Pierre Pestieau
L’édition belge de Marianne (1) vient de consacrer aux experts
un dossier qui se place dans la ligne du livre de Laurent Mauduit Les
Imposteurs de l’économie (2). Cet ouvrage s’en prend à une petite
communauté jusque-là préservée des regards trop inquisiteurs : les
économistes, du moins ceux qui vivent à Paris, et qui sont des habitués des
médias. Il y est montré comment le monde de la finance « a réussi son OPA
sur celui des économistes », tissant de nombreux liens avec ces derniers,
et minant, selon lui, leur indépendance. Mauduit y voit une des raisons de la
permanence de la pensée libérale et un accroc à la démocratie. L’article de Marianne n’est pas aussi agressif que
Mauduit, mais racoleur dans son titre : Les experts : savants,
guignols ou imposteurs. Il s’interroge cependant sur la raison pour laquelle
nous avons besoin d’experts. Ont-ils vraiment l’expertise qu’on leur
prête ? Sont-ils totalement indépendants des groupes financiers ou de
toute idéologie ? On retrouve ici le dilemme qui devrait s’avérer faux en
politique : honnête ou compétent, mais qui souvent ne l’est pas.

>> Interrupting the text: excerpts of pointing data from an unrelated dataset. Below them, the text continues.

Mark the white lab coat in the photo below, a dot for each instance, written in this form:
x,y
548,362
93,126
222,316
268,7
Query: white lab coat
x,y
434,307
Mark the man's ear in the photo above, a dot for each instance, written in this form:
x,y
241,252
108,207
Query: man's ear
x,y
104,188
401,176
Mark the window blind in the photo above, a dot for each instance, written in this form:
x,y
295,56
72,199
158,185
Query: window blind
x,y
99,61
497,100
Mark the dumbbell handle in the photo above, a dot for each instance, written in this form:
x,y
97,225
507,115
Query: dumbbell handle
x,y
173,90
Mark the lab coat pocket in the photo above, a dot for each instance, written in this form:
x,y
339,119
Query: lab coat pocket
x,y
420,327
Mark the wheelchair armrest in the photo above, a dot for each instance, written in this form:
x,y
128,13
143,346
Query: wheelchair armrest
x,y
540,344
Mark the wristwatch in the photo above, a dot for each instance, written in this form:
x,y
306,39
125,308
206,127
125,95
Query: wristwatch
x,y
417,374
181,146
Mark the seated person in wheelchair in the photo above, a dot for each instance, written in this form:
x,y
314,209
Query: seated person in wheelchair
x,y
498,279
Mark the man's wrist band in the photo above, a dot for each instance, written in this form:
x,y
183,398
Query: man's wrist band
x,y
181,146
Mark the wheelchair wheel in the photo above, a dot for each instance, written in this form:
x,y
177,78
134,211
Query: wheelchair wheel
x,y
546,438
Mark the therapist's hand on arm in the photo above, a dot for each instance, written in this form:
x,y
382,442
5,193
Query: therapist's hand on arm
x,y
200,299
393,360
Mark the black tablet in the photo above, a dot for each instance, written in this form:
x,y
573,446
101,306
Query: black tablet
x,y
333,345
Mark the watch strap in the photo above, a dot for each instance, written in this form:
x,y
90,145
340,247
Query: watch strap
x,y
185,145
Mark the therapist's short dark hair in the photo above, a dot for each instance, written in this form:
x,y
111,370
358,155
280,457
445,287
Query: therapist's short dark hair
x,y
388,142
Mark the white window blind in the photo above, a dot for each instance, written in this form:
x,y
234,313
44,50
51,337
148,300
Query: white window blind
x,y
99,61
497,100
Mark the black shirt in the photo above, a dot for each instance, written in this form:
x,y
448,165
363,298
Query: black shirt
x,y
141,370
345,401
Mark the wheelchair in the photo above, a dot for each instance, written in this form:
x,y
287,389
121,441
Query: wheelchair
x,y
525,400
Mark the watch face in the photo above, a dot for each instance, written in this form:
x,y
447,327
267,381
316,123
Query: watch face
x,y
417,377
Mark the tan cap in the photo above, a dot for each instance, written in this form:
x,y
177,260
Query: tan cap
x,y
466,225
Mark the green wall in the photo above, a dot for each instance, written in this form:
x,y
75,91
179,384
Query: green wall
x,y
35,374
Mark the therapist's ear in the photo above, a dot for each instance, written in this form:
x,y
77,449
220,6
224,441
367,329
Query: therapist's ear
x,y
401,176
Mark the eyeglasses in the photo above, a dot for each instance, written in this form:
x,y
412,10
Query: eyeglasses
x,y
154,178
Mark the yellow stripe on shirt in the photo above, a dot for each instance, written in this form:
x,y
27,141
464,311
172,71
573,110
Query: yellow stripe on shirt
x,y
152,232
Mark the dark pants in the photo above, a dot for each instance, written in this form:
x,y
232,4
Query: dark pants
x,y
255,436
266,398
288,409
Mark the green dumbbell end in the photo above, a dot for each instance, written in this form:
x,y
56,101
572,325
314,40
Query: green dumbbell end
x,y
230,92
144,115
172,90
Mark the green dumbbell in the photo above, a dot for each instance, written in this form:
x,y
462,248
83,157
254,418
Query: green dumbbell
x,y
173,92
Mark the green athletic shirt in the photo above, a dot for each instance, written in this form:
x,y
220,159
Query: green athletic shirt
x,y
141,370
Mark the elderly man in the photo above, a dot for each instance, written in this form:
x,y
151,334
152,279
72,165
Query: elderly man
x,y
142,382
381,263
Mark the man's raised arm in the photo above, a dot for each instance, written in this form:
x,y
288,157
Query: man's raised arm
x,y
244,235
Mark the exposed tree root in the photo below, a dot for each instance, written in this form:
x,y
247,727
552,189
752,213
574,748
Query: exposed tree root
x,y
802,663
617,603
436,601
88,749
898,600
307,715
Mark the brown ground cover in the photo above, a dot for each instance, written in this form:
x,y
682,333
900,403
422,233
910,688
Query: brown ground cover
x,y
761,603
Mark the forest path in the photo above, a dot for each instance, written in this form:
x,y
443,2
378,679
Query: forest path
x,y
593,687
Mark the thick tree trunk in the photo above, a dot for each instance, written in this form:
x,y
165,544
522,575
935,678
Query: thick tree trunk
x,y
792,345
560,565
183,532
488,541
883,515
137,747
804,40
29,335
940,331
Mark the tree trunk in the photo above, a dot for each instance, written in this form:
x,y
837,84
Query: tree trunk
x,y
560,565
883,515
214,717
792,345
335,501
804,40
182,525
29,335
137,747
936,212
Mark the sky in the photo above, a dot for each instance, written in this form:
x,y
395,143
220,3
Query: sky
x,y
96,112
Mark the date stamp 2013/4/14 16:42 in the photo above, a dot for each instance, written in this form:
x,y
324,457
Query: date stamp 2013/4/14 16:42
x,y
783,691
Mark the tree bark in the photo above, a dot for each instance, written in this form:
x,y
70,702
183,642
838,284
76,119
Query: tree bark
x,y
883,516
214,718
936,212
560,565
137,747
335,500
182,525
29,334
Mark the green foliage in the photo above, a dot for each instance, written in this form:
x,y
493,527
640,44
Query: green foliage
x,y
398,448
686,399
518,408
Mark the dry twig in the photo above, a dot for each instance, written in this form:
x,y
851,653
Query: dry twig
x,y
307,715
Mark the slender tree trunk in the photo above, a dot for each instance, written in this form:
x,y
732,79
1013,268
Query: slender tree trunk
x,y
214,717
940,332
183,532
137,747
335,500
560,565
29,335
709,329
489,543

Mauduit rappelle que lorsqu’un expert économiste est
présenté sur un plateau de télévision, il le sera comme professeur d’une
institution universitaire, et non pas comme consultant régulier de tel ou tel
groupe financier ou industriel. En bref, c'est un homme libre, sans attaches.
Si c’est le cas tant mieux, sinon...
Je me souviens des interventions de Daniel
Servan-Schreiber prématurément disparu qui défendait avec bagout son livre Guérir. L’homme était
séduisant ; il avait une double affiliation scientifique, française et
américaine. Ce livre a été un best-seller et, à sa suite, la demande en gélules
à base d'oméga-3 a énormément augmenté. Considérant que le marché français ne
proposait pas de gélules d'une qualité suffisante, Servan-Schreiber a contribué
à la formation d'une société commerciale dont il a créé et dirigé le conseil
scientifique. Cela lui a valu des critiques sur un lien supposé entre les deux
événements. Je dois avouer qu’à partir de là je n’ai plus pu l’écouter avec la
même oreille et ai arrêté d’avaler des oméga-3…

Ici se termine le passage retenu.